The crisis in the Northern Territory was largely centred on remote communities, driven by severe household overcrowding and high rates of rough sleeping, Aboriginal Housing NT chair Alan Mole said.

Addressing the Aboriginal Housing and Homelands Conference in Darwin on Wednesday, Mole said the NT had the highest rates of homelessness in Australia, about 12 times the national average.

Indigenous people comprised 87 per cent of the homeless population in the territory.

“Aboriginal people in the NT were living in conditions that would not be acceptable anywhere else,” Mole said, with children in some cases living in abject poverty.

“No parent wishes their children to live in these conditions, but why are we forced to accept these conditions?”

Governments were well aware of the situation, a result of neglect over decades, with an absence of new housing on Aboriginal homelands for over a decade, Mole said.

“We are in a housing crisis here in the Northern Territory.”

Speakers at the conference have detailed how overcrowded dwellings and substandard housing infrastructure actively prevent children from being able to study, sleep properly, or attend school regularly, making housing a fundamental prerequisite for successful education.

With multiple generations often living in a single dwelling, children lack a quiet space to do their schoolwork, leading to lower attendance and engagement.

Numerous reviews have raised concerns about funding inequities and the running down of remote homelands schools, with families noting that children often feel safer and learn better at smaller, culturally grounded homeland facilities.

Mole said when things went wrong, Aboriginal community agencies were often blamed, shamed, discredited and “used as a football for cheap political point-scoring”.

But Aboriginal community groups were still the best to deliver, he said, calling on the public sector to work as equals with Indigenous agencies to provide good housing. 

“We are still here, our people are not going anywhere,” he said.

The conference observed a minute’s silence for five-year-old Kumanjayi Little Baby who was allegedly murdered near a town camp in Alice Springs on April 25.

The case has highlighted substandard housing and living conditions at town camps in Alice Springs and remote communities. 

Prime Minister Anthony Albanese visited the girl’s grieving family in Alice Springs on Wednesday and later told reporters the Federal Government was investing in remote housing.

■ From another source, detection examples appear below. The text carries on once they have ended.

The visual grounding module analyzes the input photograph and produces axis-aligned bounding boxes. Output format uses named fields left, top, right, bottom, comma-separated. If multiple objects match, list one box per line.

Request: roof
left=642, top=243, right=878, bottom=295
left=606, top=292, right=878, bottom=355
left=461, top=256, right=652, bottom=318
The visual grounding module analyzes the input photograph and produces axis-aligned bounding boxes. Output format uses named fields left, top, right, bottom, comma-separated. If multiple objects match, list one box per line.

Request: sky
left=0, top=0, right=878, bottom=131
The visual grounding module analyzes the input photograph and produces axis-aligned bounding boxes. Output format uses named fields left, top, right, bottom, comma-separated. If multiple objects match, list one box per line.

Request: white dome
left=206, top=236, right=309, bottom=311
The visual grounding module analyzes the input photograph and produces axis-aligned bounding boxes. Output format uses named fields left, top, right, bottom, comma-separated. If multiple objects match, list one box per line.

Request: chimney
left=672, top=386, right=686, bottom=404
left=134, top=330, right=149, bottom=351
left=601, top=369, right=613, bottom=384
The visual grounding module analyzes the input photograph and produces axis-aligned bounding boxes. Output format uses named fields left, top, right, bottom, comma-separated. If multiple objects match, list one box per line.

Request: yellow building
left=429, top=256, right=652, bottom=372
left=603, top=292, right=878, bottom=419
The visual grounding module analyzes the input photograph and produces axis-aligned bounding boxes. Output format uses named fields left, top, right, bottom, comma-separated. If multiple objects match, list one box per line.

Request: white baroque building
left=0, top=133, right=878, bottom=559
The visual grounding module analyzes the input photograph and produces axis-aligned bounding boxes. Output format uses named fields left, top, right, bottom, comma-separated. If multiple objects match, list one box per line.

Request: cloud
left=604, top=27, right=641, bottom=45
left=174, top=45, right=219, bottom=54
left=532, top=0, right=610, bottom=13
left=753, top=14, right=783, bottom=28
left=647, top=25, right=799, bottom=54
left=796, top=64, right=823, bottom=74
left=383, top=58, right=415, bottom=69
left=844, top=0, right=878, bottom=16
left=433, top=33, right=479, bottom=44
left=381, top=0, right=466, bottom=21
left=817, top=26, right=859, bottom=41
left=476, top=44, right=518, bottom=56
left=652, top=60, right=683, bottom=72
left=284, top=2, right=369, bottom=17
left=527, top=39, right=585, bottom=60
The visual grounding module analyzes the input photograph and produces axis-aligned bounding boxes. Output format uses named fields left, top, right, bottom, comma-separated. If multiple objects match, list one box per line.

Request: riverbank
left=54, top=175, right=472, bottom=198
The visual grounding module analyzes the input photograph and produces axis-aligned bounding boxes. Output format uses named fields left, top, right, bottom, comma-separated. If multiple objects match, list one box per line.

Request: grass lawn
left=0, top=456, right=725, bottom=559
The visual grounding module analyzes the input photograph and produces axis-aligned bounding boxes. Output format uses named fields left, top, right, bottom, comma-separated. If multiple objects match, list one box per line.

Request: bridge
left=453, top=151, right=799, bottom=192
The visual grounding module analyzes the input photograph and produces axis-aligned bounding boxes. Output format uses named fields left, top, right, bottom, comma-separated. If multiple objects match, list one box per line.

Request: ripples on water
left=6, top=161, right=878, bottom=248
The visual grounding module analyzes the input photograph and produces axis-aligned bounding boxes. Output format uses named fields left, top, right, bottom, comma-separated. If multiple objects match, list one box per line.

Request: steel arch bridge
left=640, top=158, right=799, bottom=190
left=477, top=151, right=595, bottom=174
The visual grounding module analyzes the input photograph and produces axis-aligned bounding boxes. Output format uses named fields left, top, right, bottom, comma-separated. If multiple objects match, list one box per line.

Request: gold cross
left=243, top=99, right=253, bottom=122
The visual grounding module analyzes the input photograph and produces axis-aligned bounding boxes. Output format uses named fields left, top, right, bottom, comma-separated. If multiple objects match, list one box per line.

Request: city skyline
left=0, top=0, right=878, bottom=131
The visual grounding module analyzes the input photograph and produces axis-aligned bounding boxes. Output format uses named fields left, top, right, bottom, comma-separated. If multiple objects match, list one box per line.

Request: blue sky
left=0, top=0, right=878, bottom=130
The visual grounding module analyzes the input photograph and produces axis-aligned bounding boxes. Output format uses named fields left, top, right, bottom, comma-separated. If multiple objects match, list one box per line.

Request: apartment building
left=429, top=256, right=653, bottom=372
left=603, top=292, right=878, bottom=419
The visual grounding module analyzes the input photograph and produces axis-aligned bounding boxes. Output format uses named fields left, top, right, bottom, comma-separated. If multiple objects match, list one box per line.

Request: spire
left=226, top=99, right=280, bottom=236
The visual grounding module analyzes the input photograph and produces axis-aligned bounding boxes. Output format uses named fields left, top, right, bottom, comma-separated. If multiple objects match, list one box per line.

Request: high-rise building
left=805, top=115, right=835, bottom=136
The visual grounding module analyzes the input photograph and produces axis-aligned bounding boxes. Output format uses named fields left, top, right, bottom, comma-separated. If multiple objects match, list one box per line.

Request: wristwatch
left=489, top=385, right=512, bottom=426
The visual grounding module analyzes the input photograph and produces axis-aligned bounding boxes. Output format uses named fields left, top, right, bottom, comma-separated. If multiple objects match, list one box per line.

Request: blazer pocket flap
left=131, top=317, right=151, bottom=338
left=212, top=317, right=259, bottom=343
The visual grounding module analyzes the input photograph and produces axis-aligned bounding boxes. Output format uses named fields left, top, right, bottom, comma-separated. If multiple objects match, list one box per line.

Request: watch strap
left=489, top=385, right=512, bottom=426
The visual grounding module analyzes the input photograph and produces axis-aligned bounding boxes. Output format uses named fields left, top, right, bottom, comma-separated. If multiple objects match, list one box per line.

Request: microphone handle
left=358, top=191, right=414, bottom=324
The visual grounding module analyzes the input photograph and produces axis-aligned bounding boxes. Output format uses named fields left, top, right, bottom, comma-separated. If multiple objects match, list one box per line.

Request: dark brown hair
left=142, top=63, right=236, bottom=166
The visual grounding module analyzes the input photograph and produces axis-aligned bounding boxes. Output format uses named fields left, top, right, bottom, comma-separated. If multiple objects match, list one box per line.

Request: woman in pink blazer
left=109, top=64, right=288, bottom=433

“Clearly, the Northern Territory Government have had responsibility since 2012 for the town camps,” he said. 

“Clearly, there’s a need to do better, to make sure that the living conditions are improved.”

In the wake of Kumanjayi Little Baby’s death, the NT Government has stood down three “highly skilled and highly committed” child protection staffers,  an external review into how her case was handled, launched a child protection review and proposed legislative changes which it says will prioritise safety “above all other considerations”.

However, several Aboriginal legal and community organisations have criticised the Government’s proposed response, warning it would increase intervention without addressing root causes.

Former and current child protection workers expressed concern over ‘knee-jerk’ staff suspensions and legislative changes they say could weaken the Aboriginal Child Placement Principle. 

“Housing, corrections, domestic and family violence, education, employment, health and community services all bleed into the complexity of these situations and the lives of the families and children we work with,” a former senior child protection worker in Alice Springs told the ABC last week.

“Standing down three workers changes nothing if the underlying systems remain the same and everyone points fingers at individuals who have no power to change the system they work in.”

In a keynote address to the housing conference, independent senator Lidia Thorpe accused the NT Government of racism and launching a “direct assault” on First Nations people with its policies. 

Inadequate, overcrowded, unsafe and insecure housing was at the root of so many problems Indigenous people were experiencing, the senator said.

“It leads to preventable disease, lower life expectancy, higher absentee levels in schools and limited job opportunities, just to name a few,” she said.

“It intentionally leads to further criminalisation and more child removals.”

First Nations people were being denied the housing support and services they were entitled to as a basic human right, Senator Thorpe said.

Hosted by Aboriginal Housing NT, the two-day conference has brought together Aboriginal organisations, housing providers, community leaders, legal experts, researchers and government representatives under the theme “Aboriginal housing in Aboriginal hands”.

The conference program has included sessions tackling homelessness, remote housing delivery, climate resilience, homelands policy, overcrowding and Aboriginal led housing solutions.